Chrys Bader has created ClawCharts to track the popularity and growth of OpenClaw and its growing number of competitors.

I have an unused Raspberry Pi 4 4GB that I’ve been meaning to test one of these Claw-like personal agents on (locked down to prevent the security nightmare scenarios we’ve seen play out since OpenClaw took off).

OpenClaw is a bit of a resource hog (which is why so many people are running out to buy Mac Minis), so I’ve been looking at the list of lightweight competitors. There is no obvious reason to prefer one over the other, so I’ll probably go with the fast-growing ZeroClaw.

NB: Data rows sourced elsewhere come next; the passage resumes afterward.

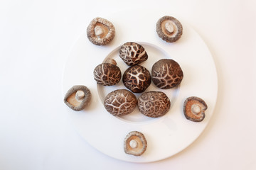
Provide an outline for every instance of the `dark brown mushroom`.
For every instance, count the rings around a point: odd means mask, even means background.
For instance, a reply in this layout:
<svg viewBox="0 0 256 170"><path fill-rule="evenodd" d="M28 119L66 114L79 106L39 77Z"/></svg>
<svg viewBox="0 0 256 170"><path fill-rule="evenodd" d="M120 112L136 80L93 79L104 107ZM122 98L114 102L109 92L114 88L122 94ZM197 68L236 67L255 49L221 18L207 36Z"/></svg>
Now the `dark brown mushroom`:
<svg viewBox="0 0 256 170"><path fill-rule="evenodd" d="M144 92L138 98L139 110L148 117L162 116L168 112L170 107L169 98L161 91Z"/></svg>
<svg viewBox="0 0 256 170"><path fill-rule="evenodd" d="M135 109L137 103L134 94L126 89L118 89L107 95L104 106L113 115L122 116L131 113Z"/></svg>
<svg viewBox="0 0 256 170"><path fill-rule="evenodd" d="M103 86L118 84L122 74L120 69L116 64L114 60L110 59L105 63L97 65L93 71L94 79L97 83Z"/></svg>
<svg viewBox="0 0 256 170"><path fill-rule="evenodd" d="M142 132L132 131L124 138L124 149L127 154L141 156L145 152L146 147L146 140Z"/></svg>
<svg viewBox="0 0 256 170"><path fill-rule="evenodd" d="M70 89L64 97L64 103L75 111L82 110L91 100L92 94L85 86L74 86Z"/></svg>
<svg viewBox="0 0 256 170"><path fill-rule="evenodd" d="M148 58L146 52L142 45L134 42L128 42L122 45L119 56L129 66L139 64Z"/></svg>
<svg viewBox="0 0 256 170"><path fill-rule="evenodd" d="M151 84L150 72L142 66L132 66L124 72L122 81L124 86L132 92L142 93Z"/></svg>
<svg viewBox="0 0 256 170"><path fill-rule="evenodd" d="M191 96L186 99L183 113L186 118L193 122L201 122L206 117L205 111L208 106L201 98Z"/></svg>
<svg viewBox="0 0 256 170"><path fill-rule="evenodd" d="M90 42L97 45L107 45L115 35L113 24L102 18L94 18L87 28L87 35Z"/></svg>
<svg viewBox="0 0 256 170"><path fill-rule="evenodd" d="M183 74L180 65L173 60L162 59L154 64L153 83L159 88L169 89L181 84Z"/></svg>
<svg viewBox="0 0 256 170"><path fill-rule="evenodd" d="M182 31L181 23L174 17L163 16L156 23L158 35L166 42L178 40L181 37Z"/></svg>

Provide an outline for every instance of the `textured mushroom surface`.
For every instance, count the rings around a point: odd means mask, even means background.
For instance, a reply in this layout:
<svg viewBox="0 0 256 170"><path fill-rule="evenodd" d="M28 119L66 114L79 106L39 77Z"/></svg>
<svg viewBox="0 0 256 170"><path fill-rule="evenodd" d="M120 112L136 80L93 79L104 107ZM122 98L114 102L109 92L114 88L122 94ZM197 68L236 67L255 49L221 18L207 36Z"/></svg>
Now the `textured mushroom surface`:
<svg viewBox="0 0 256 170"><path fill-rule="evenodd" d="M126 154L141 156L146 147L146 140L142 132L132 131L124 138L124 149Z"/></svg>
<svg viewBox="0 0 256 170"><path fill-rule="evenodd" d="M169 98L161 91L144 92L138 98L139 110L148 117L162 116L168 112L170 107Z"/></svg>
<svg viewBox="0 0 256 170"><path fill-rule="evenodd" d="M137 98L131 91L118 89L107 95L104 106L113 115L122 116L131 113L135 109L137 103Z"/></svg>
<svg viewBox="0 0 256 170"><path fill-rule="evenodd" d="M97 45L110 43L114 35L114 25L110 21L100 17L94 18L87 28L89 40Z"/></svg>
<svg viewBox="0 0 256 170"><path fill-rule="evenodd" d="M181 37L183 28L181 23L176 18L166 16L157 21L156 32L164 40L173 42Z"/></svg>
<svg viewBox="0 0 256 170"><path fill-rule="evenodd" d="M142 93L151 84L150 72L142 66L132 66L124 72L122 81L124 86L132 92Z"/></svg>
<svg viewBox="0 0 256 170"><path fill-rule="evenodd" d="M112 86L118 84L120 81L121 70L115 65L117 62L114 60L107 62L110 63L102 63L95 68L93 71L94 79L99 84Z"/></svg>
<svg viewBox="0 0 256 170"><path fill-rule="evenodd" d="M208 106L201 98L191 96L186 99L183 113L186 118L193 122L201 122L206 117L205 111Z"/></svg>
<svg viewBox="0 0 256 170"><path fill-rule="evenodd" d="M92 94L85 86L74 86L70 88L64 97L64 103L71 109L79 111L87 106Z"/></svg>
<svg viewBox="0 0 256 170"><path fill-rule="evenodd" d="M180 65L173 60L162 59L154 64L152 81L159 88L168 89L181 84L183 74Z"/></svg>
<svg viewBox="0 0 256 170"><path fill-rule="evenodd" d="M139 64L148 58L146 52L142 45L133 42L126 42L121 46L119 56L129 66Z"/></svg>

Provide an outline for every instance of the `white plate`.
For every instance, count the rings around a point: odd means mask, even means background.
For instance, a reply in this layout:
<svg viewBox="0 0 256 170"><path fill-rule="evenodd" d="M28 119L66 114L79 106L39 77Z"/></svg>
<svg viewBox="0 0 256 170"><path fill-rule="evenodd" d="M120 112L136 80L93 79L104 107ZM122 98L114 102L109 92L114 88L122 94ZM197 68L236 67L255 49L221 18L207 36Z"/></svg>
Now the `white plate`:
<svg viewBox="0 0 256 170"><path fill-rule="evenodd" d="M75 112L67 106L70 120L88 143L112 157L132 162L149 162L169 157L191 144L205 129L213 113L218 79L207 46L180 19L183 26L181 38L174 43L162 40L156 34L156 23L164 15L138 11L103 17L115 26L113 41L106 46L97 46L88 40L85 32L73 47L67 61L63 77L63 96L70 87L79 84L87 86L92 94L92 102L84 110ZM93 79L94 68L110 57L117 60L117 66L124 73L128 67L119 57L119 47L129 41L137 42L144 47L149 59L142 65L150 72L153 64L162 58L174 60L183 69L184 78L178 88L161 90L151 83L146 91L164 91L171 99L170 110L161 118L146 117L137 108L132 113L119 118L110 114L103 106L102 101L107 93L126 88L122 80L113 86L97 85ZM183 102L191 96L203 98L208 106L206 118L201 123L188 120L183 115ZM124 152L124 139L133 130L144 134L148 142L146 151L140 157L128 155Z"/></svg>

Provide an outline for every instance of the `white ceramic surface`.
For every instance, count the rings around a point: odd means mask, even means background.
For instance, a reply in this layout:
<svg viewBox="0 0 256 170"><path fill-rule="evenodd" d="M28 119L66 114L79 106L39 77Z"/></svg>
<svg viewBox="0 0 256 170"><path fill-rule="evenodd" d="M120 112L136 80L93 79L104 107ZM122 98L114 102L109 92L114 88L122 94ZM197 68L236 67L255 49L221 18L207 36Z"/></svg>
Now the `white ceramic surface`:
<svg viewBox="0 0 256 170"><path fill-rule="evenodd" d="M113 41L106 46L97 46L88 40L85 32L73 46L65 67L63 96L70 87L78 84L87 86L92 94L92 102L84 110L75 112L67 107L70 121L92 147L118 159L149 162L169 157L191 144L205 129L213 113L218 78L206 45L196 32L178 18L183 26L181 39L174 43L162 40L156 33L155 24L166 13L124 13L103 17L115 26ZM118 48L129 41L137 42L145 47L149 60L142 65L150 72L154 62L161 58L174 60L183 69L184 78L178 88L161 90L152 82L146 89L164 91L171 99L171 108L163 117L147 118L137 108L130 115L117 118L103 106L103 98L108 92L125 87L122 81L113 86L97 85L93 79L94 68L111 57L117 60L123 73L128 67L118 57ZM188 120L183 115L183 102L191 96L203 98L208 104L206 118L201 123ZM128 155L124 152L124 139L133 130L142 132L147 140L147 149L141 157Z"/></svg>

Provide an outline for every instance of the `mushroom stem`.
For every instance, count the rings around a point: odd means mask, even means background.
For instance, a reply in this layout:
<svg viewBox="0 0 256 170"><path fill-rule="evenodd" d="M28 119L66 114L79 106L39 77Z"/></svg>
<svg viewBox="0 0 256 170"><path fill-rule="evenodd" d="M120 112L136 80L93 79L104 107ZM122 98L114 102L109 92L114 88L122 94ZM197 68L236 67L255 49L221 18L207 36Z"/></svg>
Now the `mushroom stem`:
<svg viewBox="0 0 256 170"><path fill-rule="evenodd" d="M166 24L164 25L164 27L169 33L174 33L174 27L171 23L169 23L169 22L166 23Z"/></svg>
<svg viewBox="0 0 256 170"><path fill-rule="evenodd" d="M95 28L95 33L96 36L100 38L100 35L103 34L103 30L100 26L97 26Z"/></svg>
<svg viewBox="0 0 256 170"><path fill-rule="evenodd" d="M107 59L105 63L110 63L113 65L117 65L117 62L114 59L111 59L111 58Z"/></svg>
<svg viewBox="0 0 256 170"><path fill-rule="evenodd" d="M83 92L82 91L78 91L75 94L75 99L77 101L80 101L82 100L84 97L85 97L85 92Z"/></svg>
<svg viewBox="0 0 256 170"><path fill-rule="evenodd" d="M134 140L130 140L129 144L132 148L137 148L138 147L138 142Z"/></svg>
<svg viewBox="0 0 256 170"><path fill-rule="evenodd" d="M201 108L197 104L193 104L191 106L191 111L194 114L198 114L201 112Z"/></svg>

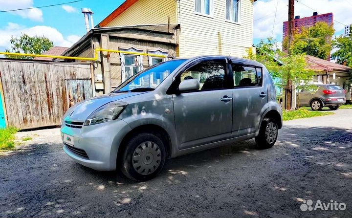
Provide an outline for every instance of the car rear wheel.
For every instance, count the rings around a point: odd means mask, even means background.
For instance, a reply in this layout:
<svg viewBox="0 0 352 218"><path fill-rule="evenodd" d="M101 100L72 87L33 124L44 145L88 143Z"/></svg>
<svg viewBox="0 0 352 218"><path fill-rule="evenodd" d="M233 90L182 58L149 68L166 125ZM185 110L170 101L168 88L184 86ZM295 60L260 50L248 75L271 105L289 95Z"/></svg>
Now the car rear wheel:
<svg viewBox="0 0 352 218"><path fill-rule="evenodd" d="M323 103L320 100L313 100L310 103L310 108L313 110L321 110L323 108Z"/></svg>
<svg viewBox="0 0 352 218"><path fill-rule="evenodd" d="M155 177L164 166L165 146L150 133L140 133L128 141L121 159L121 170L128 178L137 181Z"/></svg>
<svg viewBox="0 0 352 218"><path fill-rule="evenodd" d="M340 108L339 105L335 105L334 106L329 106L328 107L330 110L335 110L338 109L339 108Z"/></svg>
<svg viewBox="0 0 352 218"><path fill-rule="evenodd" d="M259 134L255 138L257 147L259 149L271 148L277 139L279 128L275 120L265 118L262 122Z"/></svg>

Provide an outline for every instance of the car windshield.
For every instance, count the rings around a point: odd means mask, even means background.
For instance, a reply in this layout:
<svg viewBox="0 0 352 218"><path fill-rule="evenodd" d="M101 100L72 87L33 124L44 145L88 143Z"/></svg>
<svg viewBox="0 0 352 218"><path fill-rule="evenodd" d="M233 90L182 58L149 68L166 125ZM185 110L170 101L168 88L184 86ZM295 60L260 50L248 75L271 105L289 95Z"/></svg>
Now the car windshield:
<svg viewBox="0 0 352 218"><path fill-rule="evenodd" d="M113 92L146 91L154 90L186 59L175 60L154 65L127 79Z"/></svg>
<svg viewBox="0 0 352 218"><path fill-rule="evenodd" d="M339 86L328 86L328 88L330 90L340 90L343 88Z"/></svg>

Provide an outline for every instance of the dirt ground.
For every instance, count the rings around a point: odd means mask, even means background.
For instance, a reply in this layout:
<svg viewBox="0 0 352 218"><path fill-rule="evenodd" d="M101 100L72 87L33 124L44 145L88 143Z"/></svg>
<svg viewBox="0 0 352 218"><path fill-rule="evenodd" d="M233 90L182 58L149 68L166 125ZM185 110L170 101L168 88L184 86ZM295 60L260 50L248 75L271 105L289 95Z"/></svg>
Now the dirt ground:
<svg viewBox="0 0 352 218"><path fill-rule="evenodd" d="M76 163L58 129L19 132L32 139L0 156L0 215L351 217L352 109L335 112L285 122L270 149L250 140L179 157L142 183ZM309 199L346 207L302 211Z"/></svg>

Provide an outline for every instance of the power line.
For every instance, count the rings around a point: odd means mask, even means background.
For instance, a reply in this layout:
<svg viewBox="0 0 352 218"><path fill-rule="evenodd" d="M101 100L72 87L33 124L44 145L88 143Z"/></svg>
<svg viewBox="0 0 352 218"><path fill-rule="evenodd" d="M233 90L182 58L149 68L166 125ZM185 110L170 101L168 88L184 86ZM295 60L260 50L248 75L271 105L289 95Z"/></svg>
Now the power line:
<svg viewBox="0 0 352 218"><path fill-rule="evenodd" d="M285 6L285 8L286 8L286 7L287 7L288 6L288 5L286 5L286 6ZM284 9L284 8L282 8L282 9ZM255 22L255 21L259 21L259 20L261 20L261 19L263 19L263 18L266 18L266 17L267 17L268 16L274 14L274 13L276 13L276 12L271 12L271 13L269 13L266 14L266 15L264 15L264 16L261 17L260 18L258 18L258 19L254 20L253 22Z"/></svg>
<svg viewBox="0 0 352 218"><path fill-rule="evenodd" d="M279 0L277 0L276 2L276 9L275 10L275 16L274 17L274 23L273 24L273 30L271 31L271 37L272 37L273 34L274 34L274 27L275 27L275 20L276 20L276 12L277 12L277 6L279 4Z"/></svg>
<svg viewBox="0 0 352 218"><path fill-rule="evenodd" d="M298 3L300 3L301 4L303 4L303 5L305 6L306 7L308 7L308 8L310 8L311 10L313 10L313 11L318 11L317 10L315 10L314 8L311 8L310 7L309 7L309 6L308 6L308 5L307 5L307 4L304 4L303 3L301 2L301 1L299 1L298 0L295 0L295 1L297 1L297 2L298 2ZM338 23L340 23L340 24L342 24L342 25L343 25L344 26L346 26L346 25L345 25L345 24L343 24L343 23L342 23L342 22L339 22L339 21L336 21L336 20L334 20L333 21L334 21L334 22L338 22Z"/></svg>
<svg viewBox="0 0 352 218"><path fill-rule="evenodd" d="M50 4L49 5L45 5L45 6L40 6L39 7L29 7L27 8L20 8L18 9L13 9L13 10L6 10L4 11L0 11L0 12L9 12L10 11L22 11L23 10L29 10L29 9L32 9L33 8L42 8L44 7L53 7L54 6L57 6L57 5L62 5L63 4L70 4L71 3L75 3L75 2L78 2L78 1L81 1L83 0L77 0L75 1L69 1L68 2L65 2L65 3L60 3L59 4Z"/></svg>

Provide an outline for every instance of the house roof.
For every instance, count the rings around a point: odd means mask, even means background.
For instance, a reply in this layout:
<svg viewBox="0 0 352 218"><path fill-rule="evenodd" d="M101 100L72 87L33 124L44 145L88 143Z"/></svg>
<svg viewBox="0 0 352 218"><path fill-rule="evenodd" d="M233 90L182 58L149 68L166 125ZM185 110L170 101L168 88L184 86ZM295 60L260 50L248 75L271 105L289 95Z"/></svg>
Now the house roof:
<svg viewBox="0 0 352 218"><path fill-rule="evenodd" d="M126 0L121 5L97 25L95 27L104 27L106 26L109 22L122 14L123 12L127 10L128 8L132 6L134 3L138 1L138 0ZM253 0L253 2L256 1L257 0Z"/></svg>
<svg viewBox="0 0 352 218"><path fill-rule="evenodd" d="M352 68L344 65L330 62L311 55L307 55L306 60L309 65L309 69L313 70L324 70L326 71L345 71L348 72Z"/></svg>
<svg viewBox="0 0 352 218"><path fill-rule="evenodd" d="M57 55L60 56L66 50L68 49L67 47L61 47L59 46L54 46L48 50L43 53L44 55ZM51 61L52 58L44 58L43 57L37 57L34 58L34 60L41 60L44 61Z"/></svg>

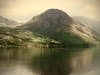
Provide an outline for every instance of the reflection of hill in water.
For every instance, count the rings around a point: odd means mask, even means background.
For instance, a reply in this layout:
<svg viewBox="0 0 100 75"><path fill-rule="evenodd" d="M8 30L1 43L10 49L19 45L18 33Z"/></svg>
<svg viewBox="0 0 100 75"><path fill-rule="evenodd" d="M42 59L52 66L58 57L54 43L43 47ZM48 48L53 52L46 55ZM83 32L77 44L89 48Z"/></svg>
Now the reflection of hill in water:
<svg viewBox="0 0 100 75"><path fill-rule="evenodd" d="M0 72L25 69L41 75L69 75L92 63L96 48L0 48ZM16 68L15 68L16 69ZM23 71L23 70L22 70Z"/></svg>
<svg viewBox="0 0 100 75"><path fill-rule="evenodd" d="M92 63L96 49L49 49L43 50L40 56L34 56L31 68L43 75L69 75L71 72Z"/></svg>

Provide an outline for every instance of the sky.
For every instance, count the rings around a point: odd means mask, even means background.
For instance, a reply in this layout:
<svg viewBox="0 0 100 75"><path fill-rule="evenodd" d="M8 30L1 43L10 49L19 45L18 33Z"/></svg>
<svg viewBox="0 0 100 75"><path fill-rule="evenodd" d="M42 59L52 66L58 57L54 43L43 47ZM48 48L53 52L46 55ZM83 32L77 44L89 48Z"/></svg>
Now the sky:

ZeroClaw offers OAuth connectors for OpenAI and Anthropic subscription plans, but presently neither company is clear on whether this usage is permissible or not. Anthropic recently blew up the OpenClaw community by updating their docs to specifically ban using OAuth outside of Claude Code. An Anthropic employee partially walked this back on Twitter, but there is still no clear statement whether this use case is permitted. Regarding the use of OAuth from OpenAI for OpenClaw (specifically, GPT Codex), Peter Steinberger, creator of OpenClaw, stated on Twitter: “that already works, OAI publicly said that”. No one can seem to find this public statement, but it’s worth noting that Steinberger himself is now an OpenAI employee. So, will you get banned for using your ChatGPT Plus/Pro or Claude Pro/Max subscriptions with OpenClaw? Nobody knows.

I’ll probably go with the OpenRouter API instead for now.